Applying self-advocacy to people with disabilities, Skinner’s (1998) definition of good self-advocates are students who: “(a) understand their disability, (b) are aware of their legal rights, and (c) can competently and tactfully communicate their rights and needs.” (Skinner, 2004, 98) The (a) of Skinner’s definition can be achieved through developing within yourself the first success characteristic: knowledge and acceptance of disability. The (b) of his definition is beyond the scope of this article but it is important to realize that the protections of the Americans with Disabilities Act apply to all individuals with disabilities, including those with “hidden” disabilities such as learning disabilities, attention deficit disorders and psychological disabilities.

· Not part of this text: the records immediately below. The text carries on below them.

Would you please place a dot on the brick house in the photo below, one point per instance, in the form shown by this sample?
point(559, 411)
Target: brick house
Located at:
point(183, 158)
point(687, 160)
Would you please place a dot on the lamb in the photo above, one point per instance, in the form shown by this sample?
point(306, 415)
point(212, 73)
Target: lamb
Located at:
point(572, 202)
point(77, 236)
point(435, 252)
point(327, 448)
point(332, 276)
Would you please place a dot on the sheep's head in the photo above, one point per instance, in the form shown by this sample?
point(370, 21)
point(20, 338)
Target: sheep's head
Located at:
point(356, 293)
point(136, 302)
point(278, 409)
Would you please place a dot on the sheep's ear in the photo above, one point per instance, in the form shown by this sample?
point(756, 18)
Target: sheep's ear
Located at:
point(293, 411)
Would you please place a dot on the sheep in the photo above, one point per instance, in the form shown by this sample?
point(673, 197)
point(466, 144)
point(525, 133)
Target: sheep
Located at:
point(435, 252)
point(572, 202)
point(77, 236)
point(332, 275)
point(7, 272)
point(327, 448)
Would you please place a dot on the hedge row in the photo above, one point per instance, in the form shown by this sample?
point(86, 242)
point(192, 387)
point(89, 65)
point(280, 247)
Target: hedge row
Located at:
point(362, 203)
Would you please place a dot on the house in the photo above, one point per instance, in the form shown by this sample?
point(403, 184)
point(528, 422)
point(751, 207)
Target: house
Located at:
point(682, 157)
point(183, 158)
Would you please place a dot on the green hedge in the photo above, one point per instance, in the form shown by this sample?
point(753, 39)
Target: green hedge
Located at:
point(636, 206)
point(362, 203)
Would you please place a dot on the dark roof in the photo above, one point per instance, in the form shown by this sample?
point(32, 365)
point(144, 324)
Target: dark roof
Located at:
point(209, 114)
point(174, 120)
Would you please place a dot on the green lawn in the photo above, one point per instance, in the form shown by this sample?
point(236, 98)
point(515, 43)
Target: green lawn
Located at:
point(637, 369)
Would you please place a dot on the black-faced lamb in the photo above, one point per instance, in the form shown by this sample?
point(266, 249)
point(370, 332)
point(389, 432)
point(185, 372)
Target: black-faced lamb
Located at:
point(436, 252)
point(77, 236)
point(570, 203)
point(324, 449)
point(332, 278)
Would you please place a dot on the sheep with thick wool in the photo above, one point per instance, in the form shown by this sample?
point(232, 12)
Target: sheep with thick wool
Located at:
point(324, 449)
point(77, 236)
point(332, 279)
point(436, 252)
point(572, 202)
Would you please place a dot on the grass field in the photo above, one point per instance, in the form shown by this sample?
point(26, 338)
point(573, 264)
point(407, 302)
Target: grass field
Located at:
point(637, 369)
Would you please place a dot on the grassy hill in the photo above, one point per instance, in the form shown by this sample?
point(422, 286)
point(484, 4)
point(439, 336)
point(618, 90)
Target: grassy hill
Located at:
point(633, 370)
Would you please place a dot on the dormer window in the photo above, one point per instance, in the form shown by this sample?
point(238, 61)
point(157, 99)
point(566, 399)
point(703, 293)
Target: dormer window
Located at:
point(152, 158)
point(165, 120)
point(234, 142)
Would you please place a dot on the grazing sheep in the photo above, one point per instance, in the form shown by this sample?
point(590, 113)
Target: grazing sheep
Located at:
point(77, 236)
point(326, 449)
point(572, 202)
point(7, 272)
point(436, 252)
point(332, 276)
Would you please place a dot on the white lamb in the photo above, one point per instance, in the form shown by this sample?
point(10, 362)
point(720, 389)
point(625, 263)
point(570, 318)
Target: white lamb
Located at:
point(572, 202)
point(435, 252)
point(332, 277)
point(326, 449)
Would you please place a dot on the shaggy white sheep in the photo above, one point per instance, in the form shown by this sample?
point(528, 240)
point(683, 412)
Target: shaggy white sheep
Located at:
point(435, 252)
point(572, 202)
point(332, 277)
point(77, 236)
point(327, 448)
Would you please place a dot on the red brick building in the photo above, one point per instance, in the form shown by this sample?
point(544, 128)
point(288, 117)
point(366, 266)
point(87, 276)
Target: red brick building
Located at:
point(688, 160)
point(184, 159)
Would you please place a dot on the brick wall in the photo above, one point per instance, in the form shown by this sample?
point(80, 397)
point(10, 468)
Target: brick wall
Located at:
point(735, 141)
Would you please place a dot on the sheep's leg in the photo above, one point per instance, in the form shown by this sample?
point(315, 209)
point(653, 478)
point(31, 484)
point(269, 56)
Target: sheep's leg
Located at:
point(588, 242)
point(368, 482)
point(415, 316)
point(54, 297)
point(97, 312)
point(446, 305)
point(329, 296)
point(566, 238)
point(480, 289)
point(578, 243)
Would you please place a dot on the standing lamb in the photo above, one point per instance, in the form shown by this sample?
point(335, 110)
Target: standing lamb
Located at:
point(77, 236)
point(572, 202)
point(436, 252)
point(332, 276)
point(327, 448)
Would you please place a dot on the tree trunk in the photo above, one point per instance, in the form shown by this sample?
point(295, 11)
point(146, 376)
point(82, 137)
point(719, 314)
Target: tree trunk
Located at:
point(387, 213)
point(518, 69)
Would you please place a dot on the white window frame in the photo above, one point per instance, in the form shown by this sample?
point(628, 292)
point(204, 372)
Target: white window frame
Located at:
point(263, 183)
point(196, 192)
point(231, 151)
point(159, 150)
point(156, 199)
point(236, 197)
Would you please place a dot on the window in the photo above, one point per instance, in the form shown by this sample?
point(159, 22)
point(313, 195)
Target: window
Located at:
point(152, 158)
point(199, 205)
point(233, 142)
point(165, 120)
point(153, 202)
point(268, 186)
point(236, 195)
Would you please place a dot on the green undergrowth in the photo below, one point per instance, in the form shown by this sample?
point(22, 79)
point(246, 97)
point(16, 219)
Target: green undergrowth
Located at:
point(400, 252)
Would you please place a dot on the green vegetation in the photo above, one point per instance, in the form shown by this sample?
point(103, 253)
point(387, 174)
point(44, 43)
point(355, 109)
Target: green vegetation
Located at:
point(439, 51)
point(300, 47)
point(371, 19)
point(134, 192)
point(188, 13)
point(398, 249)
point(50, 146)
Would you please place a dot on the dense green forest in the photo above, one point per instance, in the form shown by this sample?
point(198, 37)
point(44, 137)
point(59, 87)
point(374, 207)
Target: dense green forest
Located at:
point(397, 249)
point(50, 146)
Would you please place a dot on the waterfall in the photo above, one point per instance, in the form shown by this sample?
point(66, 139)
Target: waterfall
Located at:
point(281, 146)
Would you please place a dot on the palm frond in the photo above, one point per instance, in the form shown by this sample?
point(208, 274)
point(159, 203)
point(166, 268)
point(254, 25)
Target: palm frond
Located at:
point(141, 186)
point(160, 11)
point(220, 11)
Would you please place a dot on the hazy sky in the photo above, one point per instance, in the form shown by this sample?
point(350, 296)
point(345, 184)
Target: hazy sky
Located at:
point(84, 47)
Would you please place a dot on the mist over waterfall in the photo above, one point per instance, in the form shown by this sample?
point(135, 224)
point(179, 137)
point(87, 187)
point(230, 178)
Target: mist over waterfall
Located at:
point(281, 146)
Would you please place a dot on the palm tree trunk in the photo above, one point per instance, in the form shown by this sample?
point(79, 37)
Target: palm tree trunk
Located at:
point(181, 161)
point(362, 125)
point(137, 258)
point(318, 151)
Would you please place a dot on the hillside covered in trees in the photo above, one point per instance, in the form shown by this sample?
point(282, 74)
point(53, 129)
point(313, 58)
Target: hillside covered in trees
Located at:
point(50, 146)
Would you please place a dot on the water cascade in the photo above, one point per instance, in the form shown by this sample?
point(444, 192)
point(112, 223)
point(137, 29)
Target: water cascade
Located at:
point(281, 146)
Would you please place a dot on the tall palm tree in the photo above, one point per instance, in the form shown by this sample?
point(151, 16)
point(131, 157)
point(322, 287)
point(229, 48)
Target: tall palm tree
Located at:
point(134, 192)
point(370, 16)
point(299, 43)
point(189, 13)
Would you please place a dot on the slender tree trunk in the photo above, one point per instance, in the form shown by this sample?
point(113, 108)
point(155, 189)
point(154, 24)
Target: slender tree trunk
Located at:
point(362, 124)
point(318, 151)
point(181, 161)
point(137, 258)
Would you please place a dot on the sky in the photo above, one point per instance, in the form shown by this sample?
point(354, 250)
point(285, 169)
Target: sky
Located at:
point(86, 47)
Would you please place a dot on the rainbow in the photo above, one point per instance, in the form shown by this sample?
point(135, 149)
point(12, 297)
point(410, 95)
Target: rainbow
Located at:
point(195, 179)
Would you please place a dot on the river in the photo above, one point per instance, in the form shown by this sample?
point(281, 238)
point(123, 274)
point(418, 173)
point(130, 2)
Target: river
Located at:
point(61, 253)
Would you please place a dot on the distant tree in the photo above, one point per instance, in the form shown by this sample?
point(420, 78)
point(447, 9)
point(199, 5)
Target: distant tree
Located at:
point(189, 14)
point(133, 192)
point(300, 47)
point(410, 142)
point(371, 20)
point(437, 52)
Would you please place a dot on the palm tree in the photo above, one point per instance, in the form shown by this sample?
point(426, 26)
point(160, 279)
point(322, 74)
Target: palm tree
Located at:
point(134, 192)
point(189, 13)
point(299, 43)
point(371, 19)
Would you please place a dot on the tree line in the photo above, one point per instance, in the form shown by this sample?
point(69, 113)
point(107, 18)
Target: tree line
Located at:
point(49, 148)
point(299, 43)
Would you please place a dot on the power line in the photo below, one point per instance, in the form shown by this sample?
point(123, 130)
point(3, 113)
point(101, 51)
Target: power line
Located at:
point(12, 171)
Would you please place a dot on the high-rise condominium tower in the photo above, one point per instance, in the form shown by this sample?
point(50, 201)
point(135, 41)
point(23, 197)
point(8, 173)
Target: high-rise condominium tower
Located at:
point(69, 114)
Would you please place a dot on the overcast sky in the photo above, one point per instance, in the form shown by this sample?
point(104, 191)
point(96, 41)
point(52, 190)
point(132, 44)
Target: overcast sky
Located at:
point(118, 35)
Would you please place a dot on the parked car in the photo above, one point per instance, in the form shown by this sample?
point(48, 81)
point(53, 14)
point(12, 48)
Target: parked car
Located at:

The (c) of his definition is the action part of being a good self-advocate, not just knowing how. To “competently and tactfully communicate” your accommodation needs to professors is a skill that can be learned. You can practice how to advocate for yourself and your accommodation needs with others, including your case manager, perhaps by using a “script” of what to say until you become more comfortable. It is always helpful to be tactful and direct, instead of demanding, when discussing your accommodations with instructors. You can introduce yourself, state you are registered with DRES and discuss the accommodations you will need with the professor (and sometimes the “TA” – teaching assistant). It is best to make an appointment with instructors during their office hours or at another mutually convenient time for you and the instructor.
While the majority of the time that you will advocate for yourself is when you are asking instructors for accommodations, there are other situations where you will need to be your own self-advocate. One of these situations is being willing to ask questions when you do not understand something, such as a lecture or discussion in class. Depending on the culture of the class, you may be able to ask your question(s) during class time or you may need to wait until the professor’s or TA’s office hours. As an example, given the large numbers of students in most lecture classes, you will probably need to wait to ask a question after the class has ended but discussion sections led by TA’s will probably encourage you to ask questions in class.
Skinner, M. (2004). College Students with Learning Disabilities Speak Out: What It Takes to Be Successful in Postsecondary Education. Journal of Postsecondary Education and Disability, v. 17, n. 2, 91-104.